6.10. Visualization

This section covers some tools to visualize your data and model.

6.10.1. Graphviz: Create a Flowchart to Capture Your Ideas in Python

A flowchart is helpful for summarizing and visualizing your workflow. This also helps your team understand your workflow. Wouldn’t it be nice if you could create a flowchart using Python?

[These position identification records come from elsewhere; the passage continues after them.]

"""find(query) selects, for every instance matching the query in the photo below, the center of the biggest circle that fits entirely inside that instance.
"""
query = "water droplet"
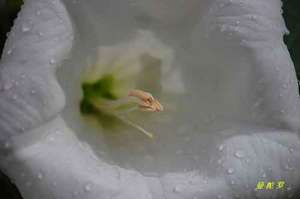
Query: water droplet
(40, 176)
(287, 167)
(87, 188)
(230, 171)
(221, 147)
(28, 184)
(15, 97)
(187, 139)
(239, 154)
(52, 61)
(75, 193)
(7, 86)
(179, 152)
(40, 34)
(23, 76)
(291, 150)
(220, 161)
(253, 17)
(7, 145)
(51, 139)
(9, 52)
(25, 28)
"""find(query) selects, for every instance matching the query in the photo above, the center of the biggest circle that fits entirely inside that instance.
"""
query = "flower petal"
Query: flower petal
(30, 94)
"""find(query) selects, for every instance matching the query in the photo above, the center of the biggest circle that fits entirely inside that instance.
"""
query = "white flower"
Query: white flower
(225, 79)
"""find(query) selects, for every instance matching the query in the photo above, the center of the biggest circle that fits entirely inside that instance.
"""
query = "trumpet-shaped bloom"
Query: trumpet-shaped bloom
(210, 80)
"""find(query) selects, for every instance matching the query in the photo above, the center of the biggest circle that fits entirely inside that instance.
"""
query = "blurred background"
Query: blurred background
(10, 8)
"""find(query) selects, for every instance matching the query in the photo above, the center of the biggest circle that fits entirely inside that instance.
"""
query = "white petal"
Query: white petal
(230, 69)
(30, 94)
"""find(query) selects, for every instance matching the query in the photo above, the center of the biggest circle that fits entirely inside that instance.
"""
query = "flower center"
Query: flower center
(101, 99)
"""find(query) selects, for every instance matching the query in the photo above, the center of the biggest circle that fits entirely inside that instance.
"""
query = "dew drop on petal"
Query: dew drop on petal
(32, 92)
(291, 150)
(40, 176)
(40, 34)
(25, 28)
(52, 61)
(7, 145)
(9, 52)
(87, 188)
(221, 147)
(7, 86)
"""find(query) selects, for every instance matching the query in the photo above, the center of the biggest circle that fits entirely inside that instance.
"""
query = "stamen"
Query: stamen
(147, 101)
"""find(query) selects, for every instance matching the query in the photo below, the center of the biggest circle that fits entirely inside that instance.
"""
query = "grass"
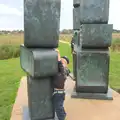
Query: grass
(10, 75)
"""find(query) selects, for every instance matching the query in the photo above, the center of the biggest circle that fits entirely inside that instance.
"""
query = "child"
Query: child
(58, 84)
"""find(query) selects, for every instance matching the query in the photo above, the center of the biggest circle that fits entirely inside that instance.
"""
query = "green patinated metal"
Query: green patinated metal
(41, 23)
(96, 35)
(92, 70)
(94, 11)
(91, 58)
(76, 18)
(39, 62)
(40, 98)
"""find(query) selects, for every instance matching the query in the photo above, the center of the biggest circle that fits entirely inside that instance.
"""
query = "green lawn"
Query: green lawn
(11, 73)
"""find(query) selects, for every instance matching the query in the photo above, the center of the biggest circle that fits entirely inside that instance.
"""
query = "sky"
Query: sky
(11, 14)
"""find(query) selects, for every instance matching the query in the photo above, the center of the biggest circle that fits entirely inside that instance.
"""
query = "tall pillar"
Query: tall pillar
(76, 29)
(38, 58)
(93, 58)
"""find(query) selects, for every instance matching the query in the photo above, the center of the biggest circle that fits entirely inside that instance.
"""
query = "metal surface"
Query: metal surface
(41, 23)
(76, 18)
(40, 98)
(76, 3)
(39, 62)
(92, 71)
(96, 96)
(94, 11)
(96, 35)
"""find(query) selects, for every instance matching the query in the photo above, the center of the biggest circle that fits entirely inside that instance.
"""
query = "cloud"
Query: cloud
(5, 10)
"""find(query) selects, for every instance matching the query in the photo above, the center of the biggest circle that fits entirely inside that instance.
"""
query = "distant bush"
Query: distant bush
(9, 51)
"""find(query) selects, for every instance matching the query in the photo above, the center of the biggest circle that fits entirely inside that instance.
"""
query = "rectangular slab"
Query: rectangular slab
(76, 18)
(41, 23)
(39, 62)
(40, 98)
(96, 35)
(94, 11)
(76, 3)
(92, 71)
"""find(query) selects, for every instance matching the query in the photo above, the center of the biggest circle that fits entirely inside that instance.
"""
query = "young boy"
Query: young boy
(58, 84)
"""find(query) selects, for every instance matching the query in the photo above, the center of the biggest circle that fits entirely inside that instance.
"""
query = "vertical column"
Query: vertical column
(93, 52)
(76, 29)
(38, 57)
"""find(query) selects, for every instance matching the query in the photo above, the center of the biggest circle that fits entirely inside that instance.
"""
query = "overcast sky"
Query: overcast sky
(11, 14)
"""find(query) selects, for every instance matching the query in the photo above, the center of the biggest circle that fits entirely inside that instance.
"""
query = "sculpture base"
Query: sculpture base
(26, 114)
(97, 96)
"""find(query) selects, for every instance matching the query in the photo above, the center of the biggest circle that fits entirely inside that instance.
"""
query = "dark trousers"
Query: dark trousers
(58, 101)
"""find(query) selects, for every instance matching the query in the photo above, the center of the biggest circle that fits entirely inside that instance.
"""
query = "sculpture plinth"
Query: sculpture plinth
(91, 58)
(38, 56)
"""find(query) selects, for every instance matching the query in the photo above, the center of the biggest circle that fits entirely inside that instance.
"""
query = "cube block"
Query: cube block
(92, 71)
(96, 35)
(40, 98)
(39, 62)
(94, 11)
(41, 23)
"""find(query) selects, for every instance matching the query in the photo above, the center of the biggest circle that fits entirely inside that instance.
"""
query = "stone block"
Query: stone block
(40, 98)
(76, 18)
(39, 62)
(92, 71)
(76, 3)
(96, 35)
(94, 11)
(41, 23)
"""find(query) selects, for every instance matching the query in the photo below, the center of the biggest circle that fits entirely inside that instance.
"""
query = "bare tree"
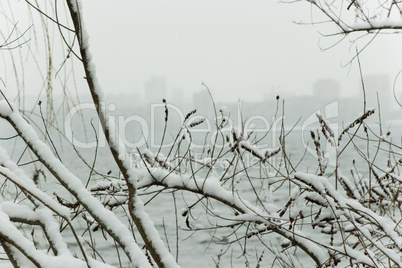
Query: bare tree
(361, 16)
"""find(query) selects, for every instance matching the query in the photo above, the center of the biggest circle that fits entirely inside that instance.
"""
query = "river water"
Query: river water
(199, 248)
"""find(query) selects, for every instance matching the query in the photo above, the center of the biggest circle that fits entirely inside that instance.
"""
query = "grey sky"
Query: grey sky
(240, 49)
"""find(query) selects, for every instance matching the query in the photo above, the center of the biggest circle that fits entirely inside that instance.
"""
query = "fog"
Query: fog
(247, 50)
(240, 49)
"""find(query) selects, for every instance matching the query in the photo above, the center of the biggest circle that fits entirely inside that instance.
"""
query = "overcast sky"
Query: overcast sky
(240, 49)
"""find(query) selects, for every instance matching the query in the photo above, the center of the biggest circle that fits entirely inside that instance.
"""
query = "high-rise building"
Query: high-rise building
(155, 89)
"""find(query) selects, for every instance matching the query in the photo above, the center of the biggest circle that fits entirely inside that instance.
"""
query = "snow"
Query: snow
(73, 184)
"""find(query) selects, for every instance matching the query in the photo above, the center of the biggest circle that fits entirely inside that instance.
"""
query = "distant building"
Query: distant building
(378, 83)
(155, 89)
(326, 90)
(202, 102)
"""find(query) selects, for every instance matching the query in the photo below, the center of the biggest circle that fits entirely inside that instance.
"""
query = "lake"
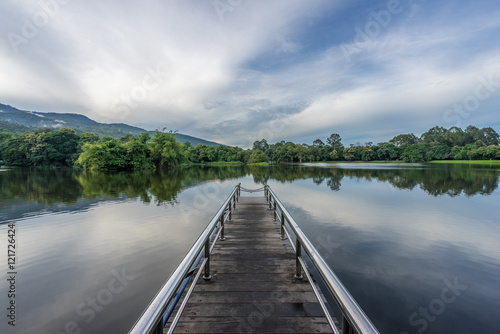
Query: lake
(417, 245)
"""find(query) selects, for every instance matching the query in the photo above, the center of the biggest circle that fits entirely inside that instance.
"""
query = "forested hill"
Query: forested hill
(17, 121)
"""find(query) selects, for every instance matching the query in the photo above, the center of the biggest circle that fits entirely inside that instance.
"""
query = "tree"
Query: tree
(404, 140)
(165, 149)
(258, 156)
(335, 141)
(110, 154)
(318, 143)
(436, 134)
(490, 137)
(260, 145)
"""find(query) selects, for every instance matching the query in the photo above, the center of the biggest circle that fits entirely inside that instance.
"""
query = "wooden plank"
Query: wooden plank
(253, 288)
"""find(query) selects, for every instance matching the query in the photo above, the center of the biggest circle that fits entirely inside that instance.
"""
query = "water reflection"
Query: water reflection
(60, 186)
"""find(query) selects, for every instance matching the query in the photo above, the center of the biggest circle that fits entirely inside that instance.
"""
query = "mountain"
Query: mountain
(15, 120)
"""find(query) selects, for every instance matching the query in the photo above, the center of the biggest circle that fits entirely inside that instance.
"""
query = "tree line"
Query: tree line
(437, 143)
(64, 148)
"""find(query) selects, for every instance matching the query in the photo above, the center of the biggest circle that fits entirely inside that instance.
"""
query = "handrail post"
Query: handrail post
(346, 326)
(206, 275)
(283, 226)
(222, 227)
(159, 327)
(298, 254)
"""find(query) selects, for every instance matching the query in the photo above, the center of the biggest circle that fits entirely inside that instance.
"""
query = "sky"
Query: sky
(236, 71)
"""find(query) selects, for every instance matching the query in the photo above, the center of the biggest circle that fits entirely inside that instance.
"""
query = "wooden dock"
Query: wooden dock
(253, 289)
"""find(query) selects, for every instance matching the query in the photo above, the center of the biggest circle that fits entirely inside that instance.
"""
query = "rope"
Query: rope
(252, 190)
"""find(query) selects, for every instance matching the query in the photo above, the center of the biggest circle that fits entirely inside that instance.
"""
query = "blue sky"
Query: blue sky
(235, 71)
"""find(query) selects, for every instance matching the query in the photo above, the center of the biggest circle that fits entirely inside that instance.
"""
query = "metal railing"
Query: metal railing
(353, 317)
(157, 314)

Graphviz makes it easy to create a flowchart like below.

!pip install graphviz
from graphviz import Graph 

# Instantiate a new Graph object
dot = Graph('Data Science Process', format='png')

# Add nodes
dot.node('A', 'Get Data')
dot.node('B', 'Clean, Prepare, & Manipulate Data')
dot.node('C', 'Train Model')
dot.node('D', 'Test Data')
dot.node('E', 'Improve')

# Connect these nodes
dot.edges(['AB', 'BC', 'CD', 'DE'])

# Save chart
dot.render('data_science_flowchart', view=True)
'data_science_flowchart.png'
dot 
../_images/visualization_6_0.svg

Link to graphviz

6.10.2. folium: Create an Interactive Map in Python

!pip install folium

If you want to create a map provided the location in a few lines of code, try folium. Folium is a Python library that allows you to create an interactive map.

import folium
m = folium.Map(location=[45.5236, -122.6750])

tooltip = 'Click me!'
folium.Marker([45.3288, -121.6625], popup='<i>Mt. Hood Meadows</i>',
              tooltip=tooltip).add_to(m)
m 
Make this Notebook Trusted to load map: File -> Trust Notebook

View the document of folium here.

I used this library to view the locations of the owners of top machine learning repositories. Pretty cool to see their locations through an interactive map.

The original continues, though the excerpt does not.